Leaving home for the first time is already fraught for a teenager. But for the non-binary narrator of Green Glass Ghosts, a young queer person who has fled Calgary for the supposedly more nourishing environment of Vancouver, being on their own is complicated by memories of abuse and religious intolerance, issues of identity, their need to blunt the hard edges of their reality and their difficulty trusting anyone—except perhaps Sam, their friend, who invites them into a new scene and a new life. At least, most of the life is new, but the protagonist brings with them not just their resilience and their guitar, but also their panic, their self-esteem issues and their method of coping via substance overuse.

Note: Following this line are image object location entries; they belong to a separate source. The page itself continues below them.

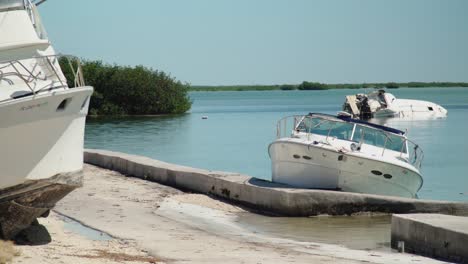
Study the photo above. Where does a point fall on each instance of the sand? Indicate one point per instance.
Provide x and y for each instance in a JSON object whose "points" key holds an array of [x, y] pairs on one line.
{"points": [[149, 222]]}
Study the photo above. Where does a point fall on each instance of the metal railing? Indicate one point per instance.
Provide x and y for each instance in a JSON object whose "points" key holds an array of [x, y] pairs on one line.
{"points": [[410, 152], [43, 70]]}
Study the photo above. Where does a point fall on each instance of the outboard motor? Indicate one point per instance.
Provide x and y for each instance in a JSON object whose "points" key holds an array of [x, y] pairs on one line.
{"points": [[366, 112]]}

Traditionally, a review would detail the struggles our narrator faces during their first months on the coast, but a plot reveal won’t give a sense of what’s unique about this book. Yes, Green Glass Ghosts is a coming-of-age YA novel, using the reassuring past tense to imply a sadder but wiser older person telling the story. Yes, this newly fledged kid is going to make mistakes, get in over their head, be unlucky in love, endanger themself emotionally and physically, make some stupid or seriously bad lifestyle decisions—that’s a given. But Rae Spoon puts their narrator’s life in the dizzying context of a community looking at gender and orientation in a contemporary way. For queer youth looking for themselves in books, this is a novel not stuck in past “becoming-queer” tropes. All the characters, not just the non-binary, are referred to with gender-neutral pronouns, and that alone is worth the price of admission, but that’s just Rae Spoon’s side hustle. The main event is the protagonist’s search for self-esteem, meaning and constancy among other youth who are forming their queer and gender identities, learning the shapes of new relationships, making each other’s mistakes and succeeding or failing in spectacular ways.

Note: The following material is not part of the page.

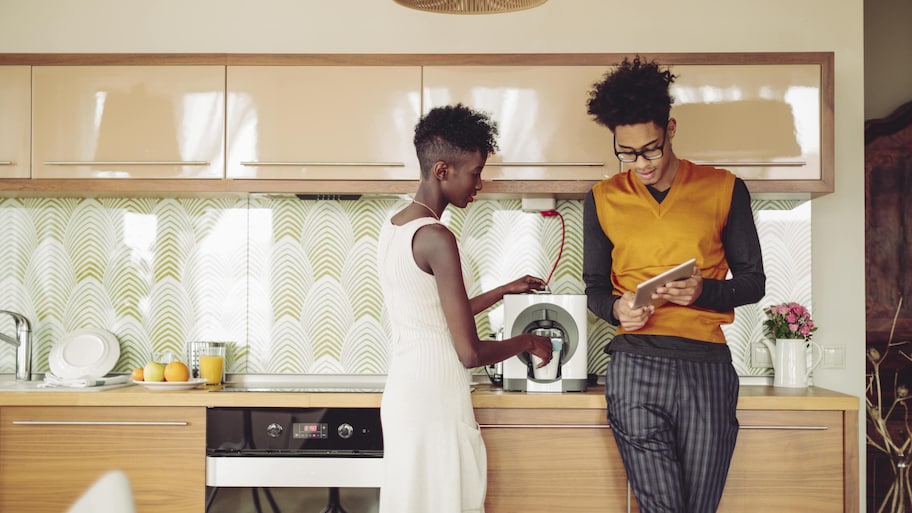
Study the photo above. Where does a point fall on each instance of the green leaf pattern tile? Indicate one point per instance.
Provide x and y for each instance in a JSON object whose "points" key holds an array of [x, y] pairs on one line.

Physically it’s a lovely book, with Gem Hall’s illustrations providing an engaging visual dimension to Spoon’s spare, already evocative prose—“The condo towers looked like crowded teeth in a shark’s mouth.” The mostly short sentences accrete into a landscape of change, with the cues to read and understand chosen and performed genders all there to find, even as the neutral pronouns float the reader into new waters.
Spoon leads readers through the narrator’s mistakes and into an understanding of what has gone wrong and what they must do to heal. A YA book for all ages, Green Glass Ghosts will teach older queer people about the community of tomorrow, and will encourage and empower young people coming of age, whatever their gender, orientation or identification.
—Candas Jane Dorsey is a writer and artist in Edmonton.